Monday, December 13, 2010

One Year Ago

I was going through some writing I have done over the past year and I found this excerpt from my journal from one year ago. I wrote it during a day of fasting and silence on our debrief retreat.

12/13/09

Debrief, from your journal.

“Out of here! Out of here! Leave this place!

Don’t look back. Don’t contaminate yourselves with plunder.

Just leave, but leave clean. Purify yourselves

In the process of worship, carrying the holy vessels of God.

But you don’t have to be in a hurry.

You’re not running from anybody!

God is leading you out of here,

And the God of Israel is also your rear guard.”

Isaiah 52:11-12 (Message)

It is time to leave. It is time. I cannot stay here because it is time to leave. There is a time for everything. And now it is time to go. There is no use trying to hold on so tight to what is over. This semester is over. And with that the community I have been living in. and with that the friendships I have. Not over in the sense that I will never see or talk to them again. But now they must change. My friendship with BJ must change. We live in different states and cities and have very different lives. What it was, was good. So much healing of my heart happened as his brotherly care was lavished on me. I love his friendship and it has done for much in me.

But now that chapter is closing. But this is a good story, so the end of one good chapter means the beginning of another. And, as God and I are writing this book together, no chapter will be a waste. Each is full of beauty and brokenness and life and death, giving, taking, remaining, learning and loving.

This retreat, debrief weekend, is a process of worship. In that process I am being purified. I have taken on a slightly different appearance as my Maker is continually creating me. But the dust and the residue from the creation process, the particles of dirt that harden and blemish the sculpture, must be wiped off, blown away, washed off in a bath.

Worship is the holy bath and wind that remove what is not needed. As I worship my Maker I am purified for the journey home.

But there is no need to rush. I am not fleeing from danger. This is a beautiful process to be savored; chewed slowly and enjoyed fully. God, my Pappa, is leading me out and he has a slow pace. I can stop and rest here a while as I am purified. For my Pappa also comes behind, dusting off the picture to make the images clearer, and holding forces at bay that would seek to clutter the memories and harm the beauty that has been created. Pappa is watching out for me so I can rest here and take it slow, relishing this time even as it slips from me. Every passing moment brings me close to an inevitable departure. And I cannot control it, I have no mastery over the fourth dimension. But there is a time to let go, and this is it. This is the time. It is a horribly beautiful gift we have. We can let it go and move to the next phase of life.

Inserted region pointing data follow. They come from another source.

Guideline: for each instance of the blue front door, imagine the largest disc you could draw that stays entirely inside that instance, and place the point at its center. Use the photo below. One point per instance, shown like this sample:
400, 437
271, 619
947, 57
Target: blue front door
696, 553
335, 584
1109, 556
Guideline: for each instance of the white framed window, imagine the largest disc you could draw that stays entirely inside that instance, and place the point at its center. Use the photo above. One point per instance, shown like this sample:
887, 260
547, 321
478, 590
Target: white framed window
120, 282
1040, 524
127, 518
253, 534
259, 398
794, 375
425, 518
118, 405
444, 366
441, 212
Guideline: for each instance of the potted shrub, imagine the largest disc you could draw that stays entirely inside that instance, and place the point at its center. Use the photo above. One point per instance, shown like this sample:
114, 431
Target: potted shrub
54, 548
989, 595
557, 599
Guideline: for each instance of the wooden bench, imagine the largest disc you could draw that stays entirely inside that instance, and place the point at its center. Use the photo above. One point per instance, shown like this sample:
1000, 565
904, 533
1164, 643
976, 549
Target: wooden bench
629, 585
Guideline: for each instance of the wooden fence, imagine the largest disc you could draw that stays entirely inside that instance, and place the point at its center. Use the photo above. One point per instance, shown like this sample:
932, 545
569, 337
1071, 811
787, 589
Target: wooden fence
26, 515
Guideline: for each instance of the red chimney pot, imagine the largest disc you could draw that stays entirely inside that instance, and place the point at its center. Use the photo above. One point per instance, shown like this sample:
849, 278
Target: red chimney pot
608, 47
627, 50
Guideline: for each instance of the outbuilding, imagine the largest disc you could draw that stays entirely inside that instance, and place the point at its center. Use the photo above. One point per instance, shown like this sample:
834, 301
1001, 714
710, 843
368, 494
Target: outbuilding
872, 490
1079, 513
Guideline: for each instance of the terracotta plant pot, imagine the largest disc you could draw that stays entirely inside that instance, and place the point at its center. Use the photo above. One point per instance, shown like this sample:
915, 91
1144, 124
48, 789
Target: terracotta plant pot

“‘Folk in those stories had lots of chances of turning back only they didn’t, because they were holding onto something.’ ‘What are we holding onto, Sam?’ ‘That there’s some good in this world, Mr. Frodo, and it’s worth fighting for.’”

I can hold onto my Pappa. He does let me hold his hand through life. I cannot hold into time, or these people, or anything except my Pappa. There is good in this world and it’s worth fighting for. But it cannot be fought for if I have both hands desperately clinging to a time they cannot hold. It can only be fought for by releasing what I cannot hold and grasping the hand that slowly leads me forward.~


A year later I am not sure I have let it go. How can four months have such a huge impact on a person? The impact is so huge that a year later I am still trying to figure out what happened and what I should do now. Everything has changed and then it changed again. It seems so simple in the words I wrote back then; just let go and follow God to the next chapter. I thought I did, but maybe it was a continuation of that chapter. I found myself thinking, a couple days ago, that maybe if I could go back to Uganda I would understand the past year a whole lot better and maybe I would even know what to do next. It feels like Uganda started it all, but I don't know what it is. Maybe in Uganda I can find it and understand it enough to know where I am going now. As I write that, however, I know I probably won't find it in Uganda. My task was to move forward. Have I done that? It doesn't really feel like it, especially as I prepare to go back to school in a couple weeks. It feels like I went in a circle. But hey, that's African time so maybe it was progress in a backwards sort of way?


I know you all were probably wanting more of an update on my life since I left San Diego. I tried to write one a couple of times today and I couldn't really begin to say how my life is right now. Instead I wrote about Uganda and what happened a year ago. Obviously I made it safely back to Yakima, WA. I will be returning to school the first week of January. Until then I am at my mom's house - home is what I call it, actually. I am grieving and it isn't pretty, therefore I didn't feel like I could post anything readable cause there were way to many F-words. Maybe in a year I will be able to look back at this time and tell people about it, but I still can't do that very well with Uganda so don't hold your breath.


Blessings, my friends.

1 comment:

  1. Too many f-words. That's my Joy :) Sometimes those words seem necessary. I love you. Don't forget how loved you are. Call me anytime, dear friend.